Ford

Milliarden sammeln fürs letzte Gefecht

Foto: Ford

Mit einem spektakulären weil hochriskanten Manöver versucht Ford den Befreiungsschlag aus der Krise: Durch die Verpfändung praktisch aller Vermögensreserven beschafft sich der Autohersteller 18 Milliarden Dollar am Finanzmarkt. Mit dem Geld soll der Weg zurück auf die Erfolgspur gepackt werden.

Das Manöver des Ford Managements löste am Montag abend (27.11) hektische Aktivitäten an der Wall Street aus. Der Börsenkurs von Ford geriet schwer unter Druck, wüste Spekulationen über das Ausmaß der wirtschaftlichen Schieflage beim zweitgrößten Autohersteller der USA schäumten hoch, mal wieder geisterten Konkursgerüchte übers Parkett.
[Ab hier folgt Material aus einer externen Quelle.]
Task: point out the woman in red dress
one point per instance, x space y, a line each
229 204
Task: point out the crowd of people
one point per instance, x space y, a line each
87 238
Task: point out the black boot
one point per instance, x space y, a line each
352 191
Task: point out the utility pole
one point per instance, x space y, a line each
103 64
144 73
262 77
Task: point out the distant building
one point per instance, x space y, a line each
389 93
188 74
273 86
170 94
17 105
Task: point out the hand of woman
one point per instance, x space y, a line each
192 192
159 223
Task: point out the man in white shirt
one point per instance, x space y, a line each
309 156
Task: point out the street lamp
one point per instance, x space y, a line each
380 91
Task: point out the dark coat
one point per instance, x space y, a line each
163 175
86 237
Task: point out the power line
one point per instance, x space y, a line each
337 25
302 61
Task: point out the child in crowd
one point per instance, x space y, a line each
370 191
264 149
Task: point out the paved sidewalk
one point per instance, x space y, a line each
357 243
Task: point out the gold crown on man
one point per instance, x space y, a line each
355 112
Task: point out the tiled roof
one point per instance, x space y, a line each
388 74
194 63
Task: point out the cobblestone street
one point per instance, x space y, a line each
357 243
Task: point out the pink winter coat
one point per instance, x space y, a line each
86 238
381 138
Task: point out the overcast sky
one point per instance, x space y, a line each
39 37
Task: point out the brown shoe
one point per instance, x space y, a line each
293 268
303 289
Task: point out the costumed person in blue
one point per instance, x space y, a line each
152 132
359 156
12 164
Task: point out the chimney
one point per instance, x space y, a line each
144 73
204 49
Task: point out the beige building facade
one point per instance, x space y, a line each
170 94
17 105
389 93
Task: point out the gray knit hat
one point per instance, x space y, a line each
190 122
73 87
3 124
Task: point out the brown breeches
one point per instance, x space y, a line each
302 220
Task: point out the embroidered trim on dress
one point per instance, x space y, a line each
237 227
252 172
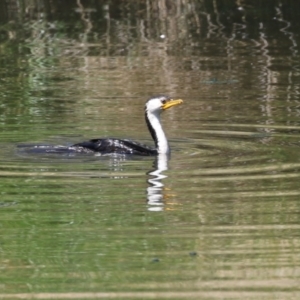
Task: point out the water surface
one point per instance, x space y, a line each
219 220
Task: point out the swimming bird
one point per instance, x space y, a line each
153 109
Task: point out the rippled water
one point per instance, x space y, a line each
219 220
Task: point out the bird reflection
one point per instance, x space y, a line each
155 190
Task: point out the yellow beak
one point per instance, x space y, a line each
171 102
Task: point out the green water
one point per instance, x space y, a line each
220 220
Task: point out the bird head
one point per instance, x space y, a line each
157 104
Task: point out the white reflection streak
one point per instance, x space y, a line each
155 189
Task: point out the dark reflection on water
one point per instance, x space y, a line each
76 70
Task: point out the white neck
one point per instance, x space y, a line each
157 133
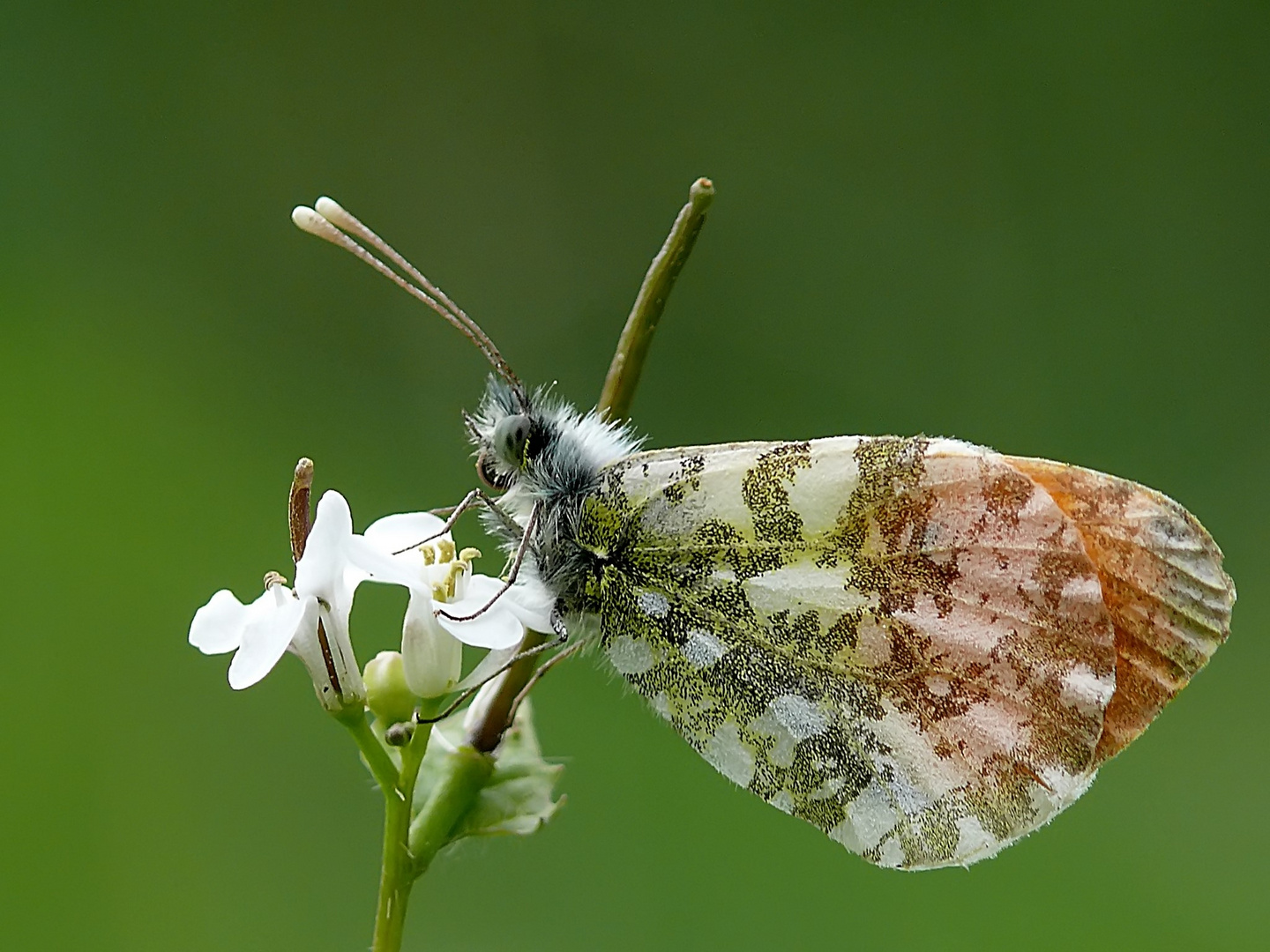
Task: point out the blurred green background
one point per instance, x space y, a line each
1041 230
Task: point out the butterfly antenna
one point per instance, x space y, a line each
329 221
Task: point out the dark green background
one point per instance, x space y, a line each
1041 230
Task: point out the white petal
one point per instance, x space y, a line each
403 531
432 657
494 628
217 626
485 668
528 600
381 565
335 625
531 602
320 570
265 639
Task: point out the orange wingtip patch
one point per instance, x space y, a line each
1162 582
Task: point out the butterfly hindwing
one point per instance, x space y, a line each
902 641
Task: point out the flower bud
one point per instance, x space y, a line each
386 692
433 657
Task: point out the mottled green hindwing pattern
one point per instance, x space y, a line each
900 641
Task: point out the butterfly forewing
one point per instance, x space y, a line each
902 641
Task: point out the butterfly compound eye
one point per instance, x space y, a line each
487 472
511 437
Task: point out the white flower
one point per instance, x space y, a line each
310 620
442 584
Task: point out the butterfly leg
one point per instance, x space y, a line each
478 496
511 576
537 675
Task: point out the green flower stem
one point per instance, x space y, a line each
615 398
464 775
409 847
376 756
398 873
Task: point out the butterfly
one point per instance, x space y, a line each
921 646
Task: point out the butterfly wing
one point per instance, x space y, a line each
902 641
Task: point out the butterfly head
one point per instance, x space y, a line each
508 433
528 438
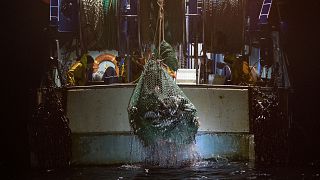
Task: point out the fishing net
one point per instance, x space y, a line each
158 109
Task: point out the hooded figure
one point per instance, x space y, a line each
81 71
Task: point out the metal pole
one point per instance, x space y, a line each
196 59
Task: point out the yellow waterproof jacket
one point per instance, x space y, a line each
77 74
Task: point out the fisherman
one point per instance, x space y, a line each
80 72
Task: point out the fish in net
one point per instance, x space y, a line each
159 110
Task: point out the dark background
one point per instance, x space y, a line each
25 50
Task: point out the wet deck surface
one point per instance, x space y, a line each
201 170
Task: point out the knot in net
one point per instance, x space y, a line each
159 110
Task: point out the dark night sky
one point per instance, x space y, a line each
26 49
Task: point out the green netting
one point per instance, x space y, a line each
159 110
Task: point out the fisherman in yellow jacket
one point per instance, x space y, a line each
81 71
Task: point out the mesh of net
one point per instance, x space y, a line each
159 110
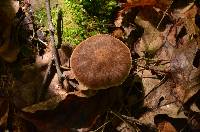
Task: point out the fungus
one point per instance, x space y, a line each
100 62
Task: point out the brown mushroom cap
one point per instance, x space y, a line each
100 62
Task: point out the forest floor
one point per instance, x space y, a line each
161 92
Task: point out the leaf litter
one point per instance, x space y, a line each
161 91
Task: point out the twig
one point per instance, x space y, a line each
126 122
43 85
54 50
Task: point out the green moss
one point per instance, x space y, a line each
81 19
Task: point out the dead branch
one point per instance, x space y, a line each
52 40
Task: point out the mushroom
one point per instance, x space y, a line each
100 62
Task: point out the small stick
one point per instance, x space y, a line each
43 85
54 50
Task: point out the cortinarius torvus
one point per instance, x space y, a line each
100 62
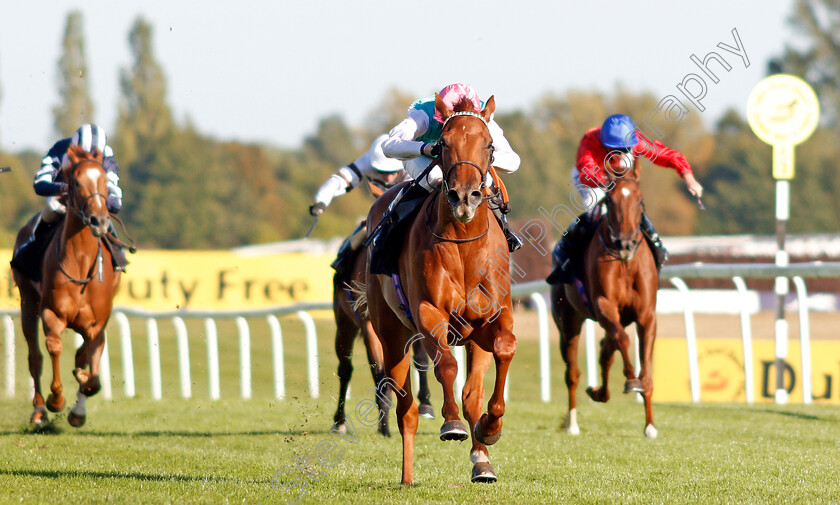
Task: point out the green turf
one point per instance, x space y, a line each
200 451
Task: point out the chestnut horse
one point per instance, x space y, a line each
77 287
349 322
445 267
620 281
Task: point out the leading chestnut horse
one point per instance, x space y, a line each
77 287
620 282
453 293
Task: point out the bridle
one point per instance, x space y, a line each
73 200
80 212
444 186
613 237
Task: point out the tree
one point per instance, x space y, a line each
76 106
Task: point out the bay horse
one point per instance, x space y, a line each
445 266
620 282
76 290
349 323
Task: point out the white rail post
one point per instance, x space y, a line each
746 339
804 338
9 346
311 351
105 370
545 358
690 339
277 355
591 354
212 358
154 357
127 355
183 356
244 357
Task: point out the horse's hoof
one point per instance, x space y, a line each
53 406
454 430
486 439
75 420
483 472
596 394
426 410
39 417
633 386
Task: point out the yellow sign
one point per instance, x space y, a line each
222 280
721 367
783 111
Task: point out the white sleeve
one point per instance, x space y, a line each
503 156
401 144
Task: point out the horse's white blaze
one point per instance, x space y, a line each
571 423
93 174
477 456
79 407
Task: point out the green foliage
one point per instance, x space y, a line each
75 106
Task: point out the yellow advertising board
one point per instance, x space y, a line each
221 280
721 367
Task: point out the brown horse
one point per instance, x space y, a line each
453 292
620 281
349 323
77 287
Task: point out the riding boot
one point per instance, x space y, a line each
660 254
514 242
383 257
563 271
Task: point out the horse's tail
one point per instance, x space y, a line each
358 290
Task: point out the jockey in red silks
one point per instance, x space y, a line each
413 141
617 143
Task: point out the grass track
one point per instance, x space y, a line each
199 451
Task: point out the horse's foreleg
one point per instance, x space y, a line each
345 334
29 325
53 326
489 427
647 334
478 361
434 326
421 358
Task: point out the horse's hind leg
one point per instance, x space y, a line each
569 322
29 325
345 335
53 326
647 333
478 362
377 369
421 358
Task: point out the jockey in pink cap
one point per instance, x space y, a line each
412 142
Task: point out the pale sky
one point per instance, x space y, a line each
266 71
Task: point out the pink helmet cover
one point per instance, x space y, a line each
453 94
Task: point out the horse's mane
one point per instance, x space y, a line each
464 105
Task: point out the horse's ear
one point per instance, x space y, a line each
73 155
441 107
489 108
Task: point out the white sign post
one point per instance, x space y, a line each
783 111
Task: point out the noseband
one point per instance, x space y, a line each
73 183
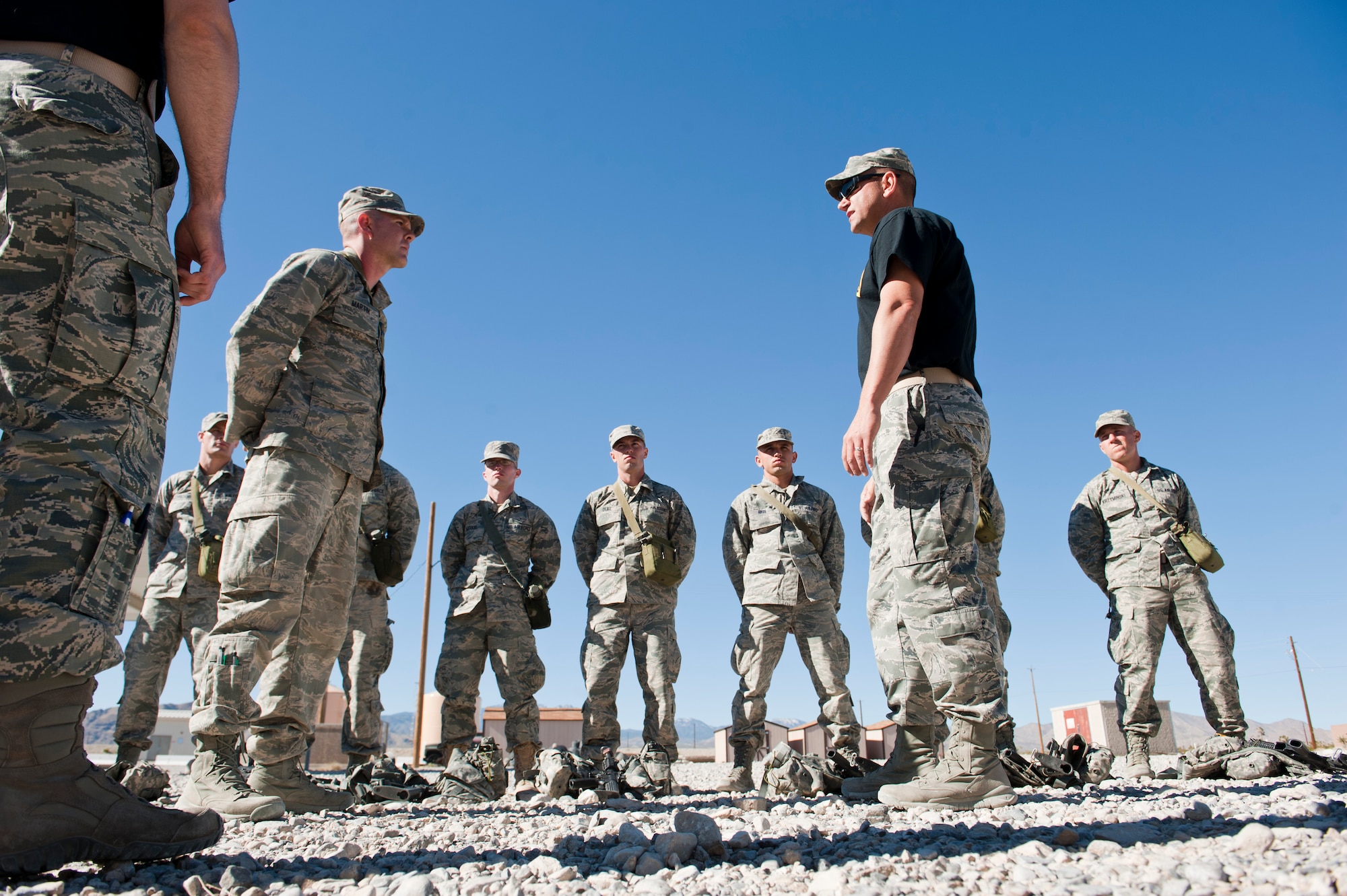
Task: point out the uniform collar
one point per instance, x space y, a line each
379 298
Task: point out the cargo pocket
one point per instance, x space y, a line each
250 553
102 592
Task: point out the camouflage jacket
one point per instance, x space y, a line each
390 506
172 540
1120 539
610 553
472 567
306 364
768 559
989 553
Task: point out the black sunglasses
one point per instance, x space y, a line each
855 183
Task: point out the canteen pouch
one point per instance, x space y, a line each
539 611
386 556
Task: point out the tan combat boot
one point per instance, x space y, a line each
1139 757
57 808
969 777
301 793
742 776
913 757
216 782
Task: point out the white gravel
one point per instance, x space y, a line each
1173 839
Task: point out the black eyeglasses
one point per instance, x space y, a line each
855 183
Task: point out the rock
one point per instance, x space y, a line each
1035 848
1253 839
1104 848
705 828
1129 833
1198 812
414 886
678 843
649 864
236 878
630 833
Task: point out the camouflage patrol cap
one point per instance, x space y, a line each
503 451
1115 417
887 158
623 432
376 199
211 420
775 434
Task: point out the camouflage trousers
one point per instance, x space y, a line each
499 629
88 296
1139 618
826 654
288 571
934 630
364 657
650 629
164 625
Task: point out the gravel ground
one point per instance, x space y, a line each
1173 839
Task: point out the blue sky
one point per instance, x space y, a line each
627 223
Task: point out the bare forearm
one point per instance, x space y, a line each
203 61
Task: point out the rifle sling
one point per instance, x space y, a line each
494 535
794 517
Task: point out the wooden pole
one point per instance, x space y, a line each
1303 699
1038 722
421 675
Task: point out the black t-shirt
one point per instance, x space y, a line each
130 32
948 329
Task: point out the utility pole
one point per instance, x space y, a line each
1038 722
1303 699
421 676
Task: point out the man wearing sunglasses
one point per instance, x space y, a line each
923 431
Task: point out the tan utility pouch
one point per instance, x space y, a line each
208 560
659 556
1194 543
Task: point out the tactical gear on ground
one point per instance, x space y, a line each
969 777
1139 757
787 771
913 757
57 808
297 788
216 782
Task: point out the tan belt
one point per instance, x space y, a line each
114 73
933 374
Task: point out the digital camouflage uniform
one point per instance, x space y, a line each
180 605
1127 548
934 630
787 587
624 606
989 571
390 506
88 284
487 615
306 392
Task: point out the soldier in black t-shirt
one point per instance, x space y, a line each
90 294
923 431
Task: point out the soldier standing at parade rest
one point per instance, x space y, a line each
923 431
627 606
180 603
90 288
989 571
389 510
790 582
1128 547
498 555
306 396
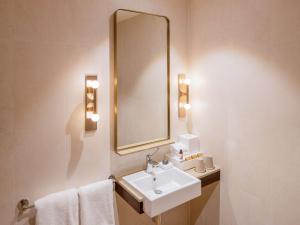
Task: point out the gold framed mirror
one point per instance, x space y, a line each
141 81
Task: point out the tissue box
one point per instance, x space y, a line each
191 142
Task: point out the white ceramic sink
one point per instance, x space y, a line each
171 188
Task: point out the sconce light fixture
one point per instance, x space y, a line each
183 95
91 115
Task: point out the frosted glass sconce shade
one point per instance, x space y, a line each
91 115
183 95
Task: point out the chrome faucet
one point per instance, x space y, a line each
150 163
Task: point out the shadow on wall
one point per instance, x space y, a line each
74 129
29 216
205 210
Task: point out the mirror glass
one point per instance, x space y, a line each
141 80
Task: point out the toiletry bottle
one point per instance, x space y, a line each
181 154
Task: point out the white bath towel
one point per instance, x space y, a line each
96 204
58 209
Kein Wunder. Der Schritt von Ford ist bei Unternehmen dieser Größe fast einmalig. Am Montag gab der Autobauer bekannt, dass er zur Beschaffung weiterer Finanzmittel in Größenordnung von 18 Milliarden praktisch alles was beim Vermögen auf der aktiven Seite steht, verpfändet: Autofabriken, Bürogebäude, geistiger Besitz wie Patente, Büro- und Fabrikmaschinen und Aktienbestände, darunter die der schwedischen Tochtermarke Volvo. Dafür gibt es 18 Milliarden Dollar frisches Kapital für die notleidende Ford-Kasse, unter anderem fließen davon vier Milliarden in den Cash-Bestand.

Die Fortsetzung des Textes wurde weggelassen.